Hey! We've got controversy! Last time, I cited this hypothetical character intro as a good one:

SHERRY, 40s, sharp-tongued, rich and proud, is the woman you sit next to when you want to hear snarky comments about everyone else. She's all offense because her defense sucks -- she's shockingly thin-skinned. Chain-smoker, stylish, bright-eyed, attractive in a surgical way.

Friend of the blog Alex, over at the Crafty TV Writing blog suggests that this description is a bit of a cheat. He says, while observing he's become less of a purist about this recently, that:

My personal effort is never to put anything in a script that an actor can't play and communicate to the audience.

He points out, with specific reference to Hypothetical Sherry:

Until we see her say something snarky, she's not really a snarky character, is she? The danger is that a newbie writer will write a direction like that and expect us to like the character because, hey, she's snarky!

His remedy:

Personally, I usually minimize the description, but then have the character immediately bust out a distinct line, or do something out of the ordinary that defines them.

I certainly have nothing wrong with immediately giving a character a line that strongly defines their attitude -- in fact, I encourage it. And it's certainly true that stating that character has a given attribute is not enough to give them that attribute. You actually have to give them that attribute.

I still like my character intro, though. For one thing, I think "the woman you sit next to when you want to hear snarky comments" evokes a TYPE of person, in the same way that "the guy who always spills soup on his shirt front" or "the kind of baby who smiles at strangers" is a type. It doesn't mean there's going to be any actual soup-spilling, stranger-smiling or snarky-commenting necessarily going on. It's just supposed to evoke a certain category of human, and it seems to me that membership in that category is something that an actor can portray in any number of ways.

I've certainly been guilty of exactly what Alex is talking about here. I'll often say, "his humor, when it appears, is self-deprecating," or things like that -- things that certainly could be left for the reader to discover through the examples that follow in dialogue. But I'm still not troubled. In a world in which readers often miss elements in a script because of distractions or time pressures or inattention, I have no problem with building in a little redundancy. It's a little like that old formula for giving a speech: tell them what you're gonna tell them, then tell them, then tell them what you told them. It doesn't work if you skip the middle, but why would you skip the middle?

I'm reminded many old stories about Hollywood writers hired to rewrite a movie because readers weren't finding the main character likable enough, or because the studio felt a character wasn't proactive enough. In the story, the heroic writer always adds one word to the character introduction ("likable" or "proactive") and turns the script back in, receiving mystified compliments as the execs wonder how he achieved such a positive change. I actually heard another one of these stories recently, a bit more plausible than other versions, in which the change was actually slightly more than one word. The new phrase added to the intro was something like, "she's off-putting now, but trust me, you'll grow to love her." Is it cheating? I suppose it is -- you're certainly describing things unseen -- but it also shows confidence. The writer is telling the reader to relax, that they have things under control. The readers feel that their initial reaction is validated, and they also know where the writer is going to take them next.

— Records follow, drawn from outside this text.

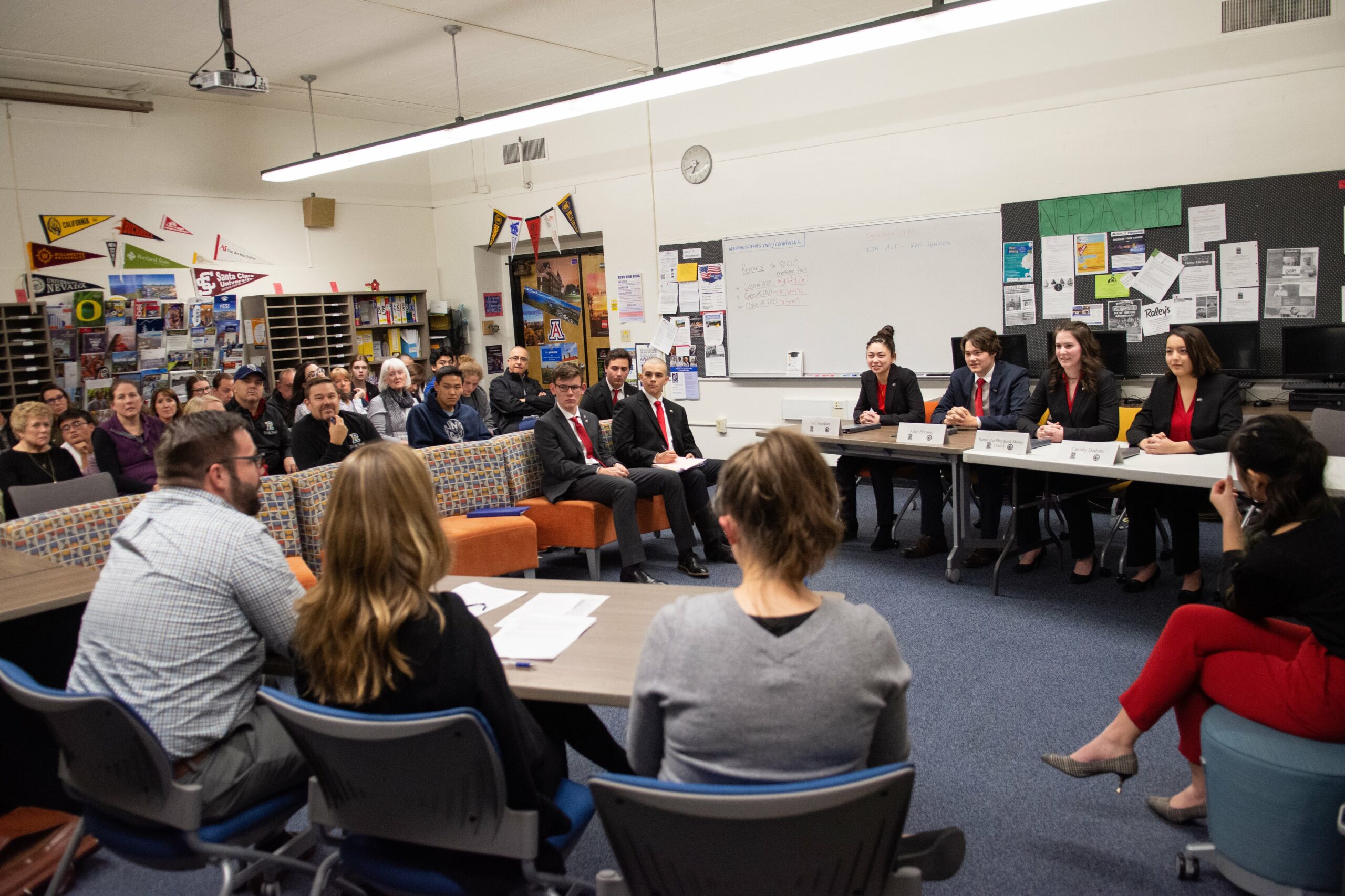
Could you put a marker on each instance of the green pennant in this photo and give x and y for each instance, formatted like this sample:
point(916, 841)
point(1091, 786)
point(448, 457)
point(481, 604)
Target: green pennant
point(138, 257)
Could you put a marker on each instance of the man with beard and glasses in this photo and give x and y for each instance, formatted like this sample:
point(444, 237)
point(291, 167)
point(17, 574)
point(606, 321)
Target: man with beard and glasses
point(193, 597)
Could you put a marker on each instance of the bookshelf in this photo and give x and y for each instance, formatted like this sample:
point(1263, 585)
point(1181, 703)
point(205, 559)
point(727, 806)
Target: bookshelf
point(25, 353)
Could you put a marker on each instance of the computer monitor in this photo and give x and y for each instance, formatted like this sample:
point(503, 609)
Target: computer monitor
point(1238, 346)
point(1315, 353)
point(1013, 349)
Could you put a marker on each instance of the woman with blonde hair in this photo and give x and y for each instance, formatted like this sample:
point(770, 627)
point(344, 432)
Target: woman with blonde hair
point(376, 637)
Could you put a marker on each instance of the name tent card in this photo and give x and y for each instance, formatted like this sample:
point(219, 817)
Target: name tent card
point(923, 434)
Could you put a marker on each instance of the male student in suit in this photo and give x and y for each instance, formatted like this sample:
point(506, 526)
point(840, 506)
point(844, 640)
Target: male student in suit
point(650, 430)
point(573, 468)
point(985, 394)
point(603, 397)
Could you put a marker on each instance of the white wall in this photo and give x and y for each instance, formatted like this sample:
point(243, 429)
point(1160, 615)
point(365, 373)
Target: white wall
point(1123, 95)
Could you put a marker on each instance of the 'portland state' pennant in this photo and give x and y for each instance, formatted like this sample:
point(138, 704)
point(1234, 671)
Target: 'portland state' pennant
point(58, 226)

Rules are supposed to help you communicate with the readers, so they know with consistency how the words on the page are supposed to translate into the hypothetical filmed product in their heads. When the rules stop helping, I believe in stepping away from them.

There are limits to this kind of free-wheelin' writin', of course. Alex and I are in total agreement about "backstory intros," in which the reader is told that this character is recovering from a divorce, or that they're secretly the sister of the other character in the scene even though neither of them know it yet. That is almost always a mistake, since it forces the reader into a position in which they have story-influencing info that the potential viewer doesn't have. And when you split the reader and the viewer, you're making the reader keep track of two separate story-experiences in their head. Bleah.

Now, I should point out, Alex may very well be right all the way through. If the person reading your script likes for rules to be followed, and you break the rules, even with style and purpose, then you might have lost their enthusiasm right then and there. Maybe you're willing to take that chance, and maybe you're not. Check out Alex's blog and his books -- wonderful stuff! Have fun making up your own mind on this point!

Lunch: pork pot-stickers homemade by my own mother, who has taught herself how to prepare a wide variety of exotic cuisines to perfection. Better than a restaurant.